With each accomplishment and milestone I cross, it's easy to be in the moment. In fact, it's the only time in my life I slow down and look at everything precious in my life. Graduations, break-ups, moving into your first apartment, your sister's wedding, your first job, moving to a city that's not your hometown and now life after graduate school. It's a moment of contemplation, a suspended moment in life where you can decide to let go, move on and be the person you want to be. It's the moment to look back at pain, loss, laughter, happy memories, hopefully only a few regrets and decide what's worth remembering and what's not.

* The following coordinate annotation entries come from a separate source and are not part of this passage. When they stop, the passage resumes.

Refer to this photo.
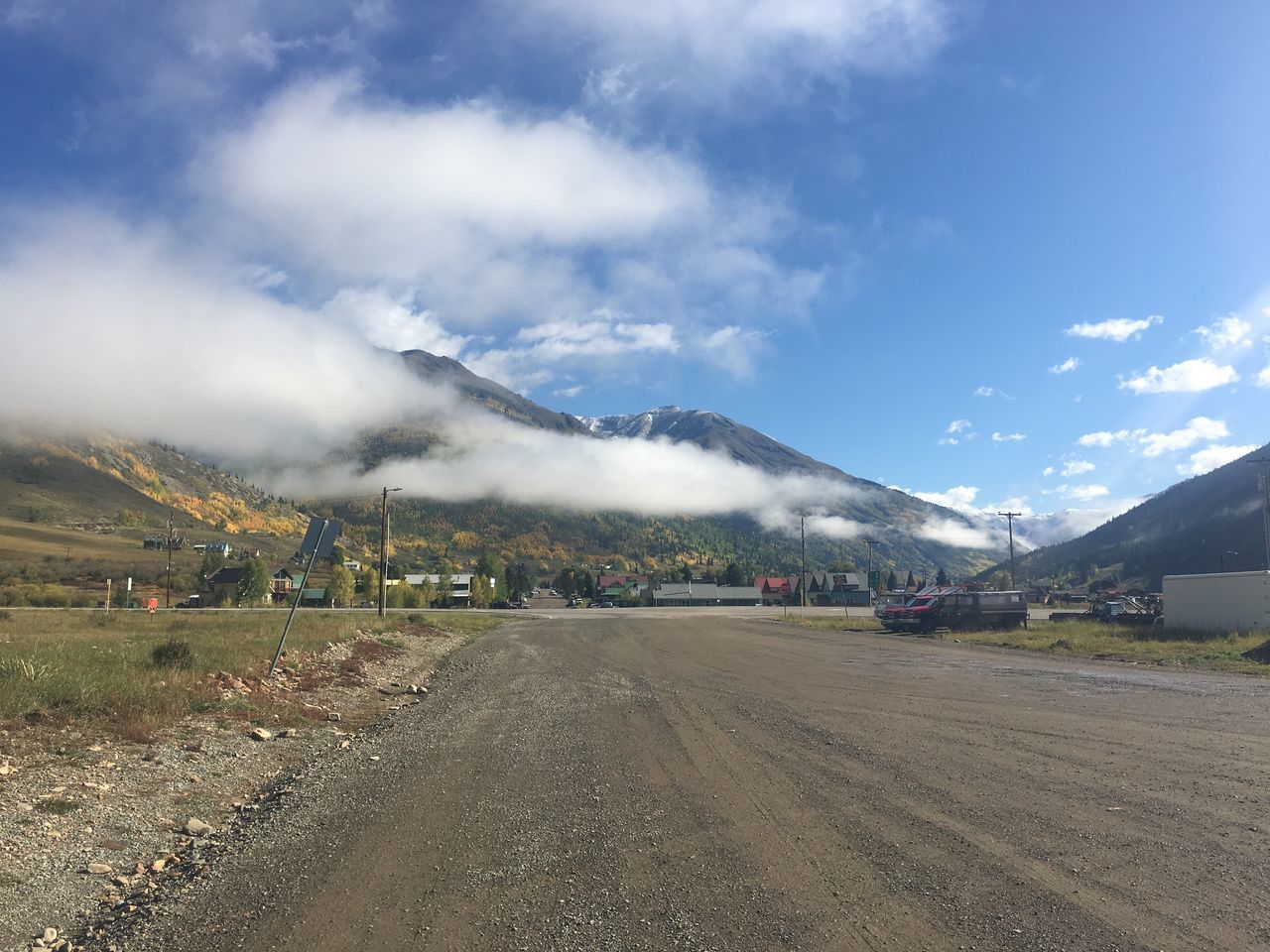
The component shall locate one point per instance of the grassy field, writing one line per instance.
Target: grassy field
(134, 674)
(1161, 647)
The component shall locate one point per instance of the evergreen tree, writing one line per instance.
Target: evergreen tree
(254, 584)
(339, 589)
(444, 590)
(368, 583)
(481, 593)
(212, 563)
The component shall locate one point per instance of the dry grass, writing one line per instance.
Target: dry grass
(58, 666)
(1162, 647)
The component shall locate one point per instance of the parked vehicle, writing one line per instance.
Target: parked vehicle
(1118, 608)
(921, 612)
(952, 607)
(983, 610)
(894, 599)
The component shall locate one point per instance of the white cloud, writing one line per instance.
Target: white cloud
(1118, 329)
(1105, 438)
(1070, 365)
(959, 498)
(752, 53)
(538, 350)
(1082, 493)
(1187, 377)
(1211, 457)
(95, 306)
(1198, 429)
(492, 216)
(1227, 333)
(394, 322)
(959, 535)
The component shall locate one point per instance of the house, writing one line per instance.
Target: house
(775, 589)
(282, 583)
(606, 581)
(460, 585)
(698, 594)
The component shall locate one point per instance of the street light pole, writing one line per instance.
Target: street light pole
(384, 547)
(870, 542)
(802, 526)
(1010, 518)
(1264, 485)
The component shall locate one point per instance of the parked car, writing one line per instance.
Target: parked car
(952, 607)
(889, 601)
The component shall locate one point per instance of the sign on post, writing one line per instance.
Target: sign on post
(318, 540)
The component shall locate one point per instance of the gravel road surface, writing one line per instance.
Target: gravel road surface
(703, 782)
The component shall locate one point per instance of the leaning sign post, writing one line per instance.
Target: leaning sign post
(318, 540)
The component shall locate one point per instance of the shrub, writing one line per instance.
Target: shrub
(173, 653)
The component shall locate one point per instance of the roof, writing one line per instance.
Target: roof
(703, 590)
(608, 580)
(772, 583)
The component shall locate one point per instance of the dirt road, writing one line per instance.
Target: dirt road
(627, 782)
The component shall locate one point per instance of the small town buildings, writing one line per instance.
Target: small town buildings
(699, 594)
(460, 584)
(282, 583)
(775, 589)
(221, 587)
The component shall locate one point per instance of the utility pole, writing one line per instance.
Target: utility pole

Being so acutely aware in the in between, the transition has always been uneasy place for me. Looking out into the unknown has never been frightening; I'm independent, curious and ready for whatever my future holds. With two degrees and lots of experience, I feel confident but don't wear it to well. I've cut and colored my hair more than once to make a statement. I've bought more heels, red lipstick and black dresses to wear to work to exude sophistication but these little things haven't exactly pushed me to be a better person or encouraged bigger and more meaningful pursuits.  Accepting change is not what is holding me back, it's letting go. Too much time has been spent fixating on what went wrong, how things could have been different and friendships that were not worth fighting for. I'm in the moment of transition and as I purge my closest for the millionth time with my 90s playlist on high in the background, this time I'll laugh over stupid, silly mistakes, forget the people who didn't make time for me and work on my new thing, learning to let go of everything holding me back.